Tuesday, February 13, 2007

Miami Vice Revisited

From Senses of Cinema:

"An immense step is taken here from Heat, which, despite the impression of resemblance between the cop Hanna and the gangster McCauley, protects and maintains intact a principle of alterity, a difference of nature vis à vis the Law that prevents Mann from framing them together. (3) Heat was a film on reflection, the mirror effect, the temptation of the Other; Miami Vice is a film on confusion, indistinction and the equivalence of opposites. The cop is no longer the reversed double of the drug dealer, but his distant echo, his replica, even if on his last legs, Michael Mann once again half opens the door onto a world (Heat, the classic police story, the Law and its underside) in the process of becoming extinct.
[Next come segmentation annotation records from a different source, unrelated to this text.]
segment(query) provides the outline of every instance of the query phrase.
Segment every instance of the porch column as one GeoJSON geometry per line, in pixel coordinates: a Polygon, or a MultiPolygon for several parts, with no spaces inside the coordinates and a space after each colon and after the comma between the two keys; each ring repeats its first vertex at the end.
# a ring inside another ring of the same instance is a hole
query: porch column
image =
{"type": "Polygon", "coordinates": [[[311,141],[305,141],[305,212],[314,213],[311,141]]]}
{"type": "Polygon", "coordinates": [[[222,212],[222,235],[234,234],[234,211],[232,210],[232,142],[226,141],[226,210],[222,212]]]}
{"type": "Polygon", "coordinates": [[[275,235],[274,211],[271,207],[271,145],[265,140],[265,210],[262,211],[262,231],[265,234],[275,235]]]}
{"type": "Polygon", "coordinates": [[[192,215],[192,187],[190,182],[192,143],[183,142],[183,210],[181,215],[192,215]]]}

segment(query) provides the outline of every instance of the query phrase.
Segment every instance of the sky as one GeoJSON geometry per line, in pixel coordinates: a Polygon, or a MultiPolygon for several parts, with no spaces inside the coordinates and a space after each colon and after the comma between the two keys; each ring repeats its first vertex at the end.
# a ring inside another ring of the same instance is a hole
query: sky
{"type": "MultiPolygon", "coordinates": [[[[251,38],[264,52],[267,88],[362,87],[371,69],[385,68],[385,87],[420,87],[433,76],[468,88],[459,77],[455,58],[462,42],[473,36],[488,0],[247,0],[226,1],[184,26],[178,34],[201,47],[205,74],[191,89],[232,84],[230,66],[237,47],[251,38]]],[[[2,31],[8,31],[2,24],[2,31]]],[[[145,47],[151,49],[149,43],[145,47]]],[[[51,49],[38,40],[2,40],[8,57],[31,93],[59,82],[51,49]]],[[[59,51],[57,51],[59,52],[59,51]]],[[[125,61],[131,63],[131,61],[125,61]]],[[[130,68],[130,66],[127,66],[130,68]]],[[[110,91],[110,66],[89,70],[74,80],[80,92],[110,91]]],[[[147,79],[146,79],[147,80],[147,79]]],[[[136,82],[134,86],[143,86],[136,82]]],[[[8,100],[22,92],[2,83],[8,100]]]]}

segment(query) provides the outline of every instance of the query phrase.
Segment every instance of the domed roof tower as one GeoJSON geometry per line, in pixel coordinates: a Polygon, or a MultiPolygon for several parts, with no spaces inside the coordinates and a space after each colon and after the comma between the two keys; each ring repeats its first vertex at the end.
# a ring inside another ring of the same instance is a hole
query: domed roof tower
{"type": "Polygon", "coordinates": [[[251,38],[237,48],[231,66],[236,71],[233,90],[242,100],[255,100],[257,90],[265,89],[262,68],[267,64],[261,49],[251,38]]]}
In Miami Vice, infiltration does not constitute an infringement of the general Law of a global system that has resolved contradictions and confused positions. In this obscure indecipherable without limits, what one really is (a cop, a crook) no longer matters. The only thing that counts is the trace that one leaves in the system, the stamp that one leaves there: back in Colombia where they have come to settle their first mission as carriers, Sonny and Ricardo fly a plane filled with drugs that is hidden in the wake of an official plane. Two distinct signals appear on the air control screen, two circles that overlap briefly before merging; two different engines for the radar, a single image. What difference is there between the Law and its underside? None, “Just a ghost”, says one of the radar controllers. No matter the differences as soon as one discharges the same image."